6.824 2015 Lecture 10: Consistency
Note: These lecture notes were slightly modified from the ones posted on the 6.824
course website from Spring 2015.
Today: consistency
- Lazy release consistency
- Using lazy consistency to get performance
- Consistency = meaning of concurrent reads and writes
- Less obvious than it may seem!
- Choice trades off between performance and programmer-friendliness
- Huge factor in many designs
- Today's paper: a case study
Many systems have storage/memory w/ concurrent readers and writers
- Multiprocessors, databases, AFS, labs
- You often want to improve in ways that risk changing behavior:
- add caching
- split over multiple servers
- replicate for fault tolerance
- How do we know if an optimization is correct?
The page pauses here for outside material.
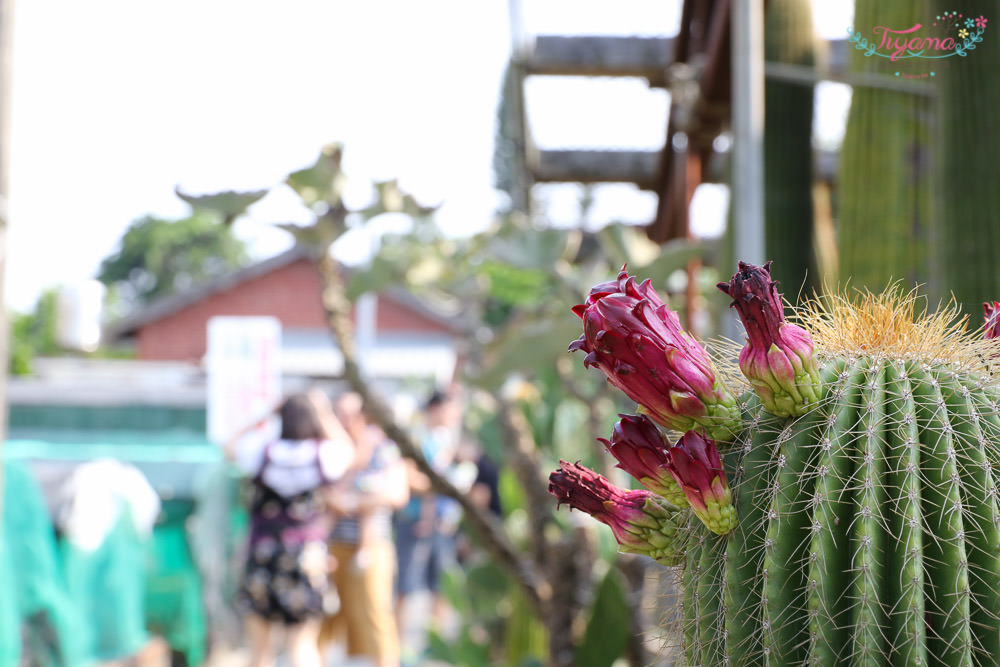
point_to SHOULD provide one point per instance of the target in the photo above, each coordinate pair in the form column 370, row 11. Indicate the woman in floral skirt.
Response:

- We need a way to think about correct execution of distributed programs
- Most of these ideas from multiprocessors and databases 20/30 years ago
How can we write correct distributed programs w/ shared storage?
- Memory system promises to behave according to certain rules
- We write programs assuming those rules
- Rules are a "consistency model"
- Contract between memory system and programmer
What makes a good consistency model?
- There are no "right" or "wrong" models
- A model may make it harder or easier to program
- i.e. lead to more or less intuitive results
- A model may be harder or easier to implement efficiently
- Also application dependent
Some consistency models:
- Spanner: external consistency (behaves like a single machine)
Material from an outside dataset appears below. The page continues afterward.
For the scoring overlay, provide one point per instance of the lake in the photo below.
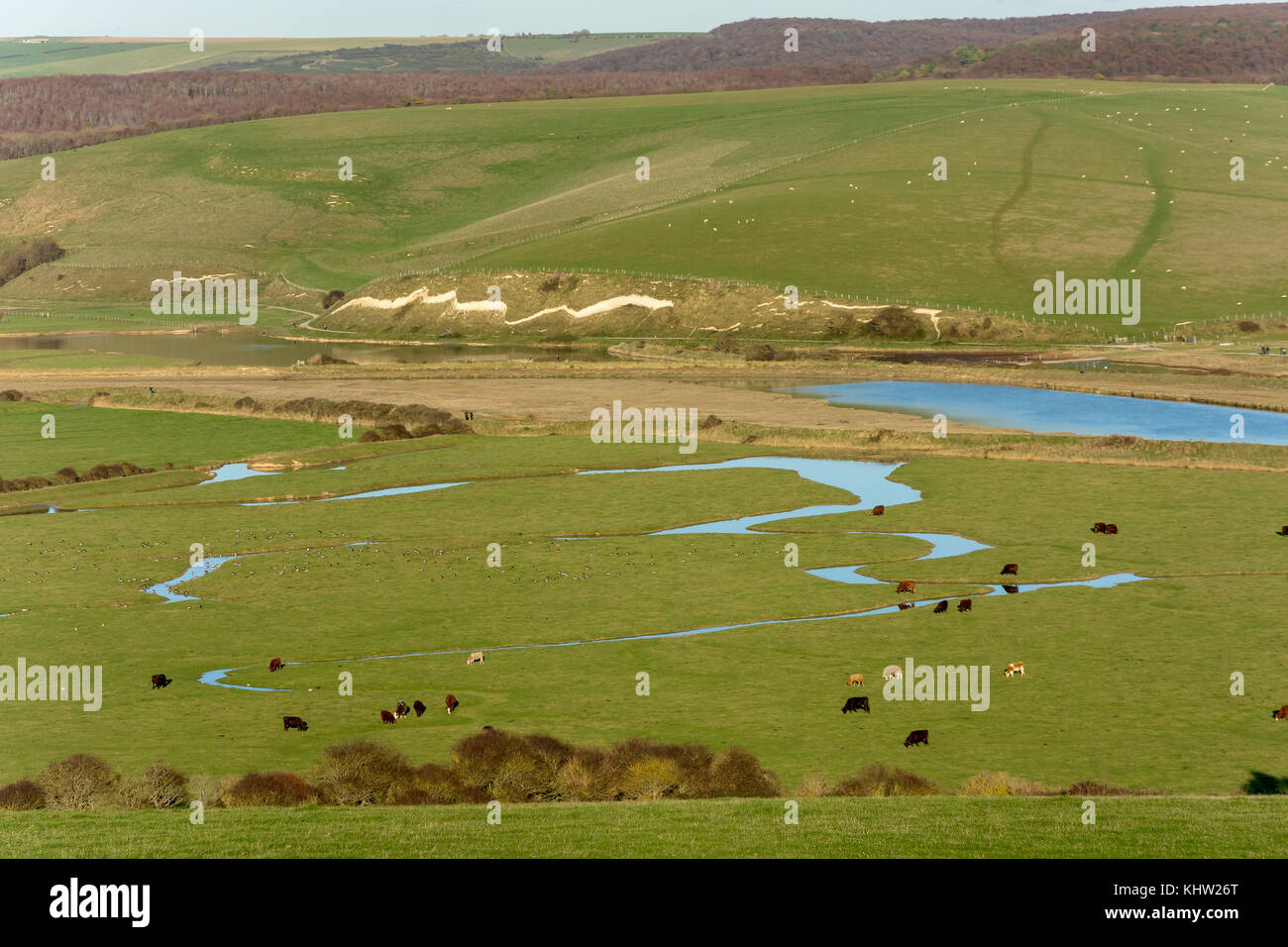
(1046, 411)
- Database world: strict serializability, serializability, snap-shot isolation, read-committed
- Distributed file systems: open-to-close consistency
- Computer architects: TSO (total store ordering), release consistency, etc.
- Concurrency theory: sequential consistency, linearizability
- Similar ideas, but sometimes slightly different meaning
DSM is a good place to start to study consistency
- Simple interface: read and write of memory locations
- Consistency well developed in architecture community
Example:
x and y start out = 0
M0:
x = 1
if y == 0:
print yes
M1:
y = 1
if x == 0:
print yes
Can they both print "yes"?
Performance of DSM is limited by memory consistency
- With sequential consistency, M0's write must be visible to M1 before M0 can execute read
- Otherwise both M0 and M1 can read 0 and print "yes"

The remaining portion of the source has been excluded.